5月21日、日本全国で部分日食を見ることができる。しかもそれだけではなく、九州地方南部、四国地方南部、近畿地方南部、中部地方南部、関東地方など、かなり広範囲で金環日食を見ることができる。おそらく、これぐらい広範囲で金環日食を見る事ができるチャンスはそうそうないのではないかと思う。
ただ、惜しむらくは金環日食となる時間帯だ。平日の朝という事で平日の社会人としては厳しい限り。通勤時に重なる人もいれば、今から通勤準備という人もいるだろう。金環日食をじっくりと眺めたいけれど仕事が…という人も多いのではないかと思う。

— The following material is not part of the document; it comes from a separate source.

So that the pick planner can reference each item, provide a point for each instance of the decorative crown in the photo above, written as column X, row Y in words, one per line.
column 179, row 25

私の場合、会社に天体観測が趣味の人がいて、その人主催でAM7:00から天体観測イベントが行われるのに参加してみるのも手かな…と思っていたりするのだが、はてさてどうなる事か…。
ただ、前述したように金環日食を見たくても見る事ができない人は意外にも多いかもしれない。そこまで天体観測に興味がない、という人もいるかもしれない。自分の時間軸で楽しみたい、という人もいるかもしれない。
そういう人にお勧めしたいのがコレ。
天体シミュレーター“Mitaka”がそれで、今回の金環日食に合わせ、その機能拡張を行った“Mitaka Plus”が公開されている。
Mitaka Plus (現在はMitaka – 4D2U Projectとして公開されている)
https://4d2u.nao.ac.jp/html/program/mitaka/
“Mitaka”は国立天文台の“4次元デジタル宇宙プロジェクト”が開発した3D天体シミュレーターで、空間である3次元に“時間軸”を加えた“4次元”で宇宙空間シミュレート、映像化する機能を持っている。
指定した惑星を中心に宇宙空間を観察できる“宇宙空間モード”と、地球上から星空を眺める“プラネタリウムモード”が用意されていて、共に時間経過による星の動きをシミュレートすることができる。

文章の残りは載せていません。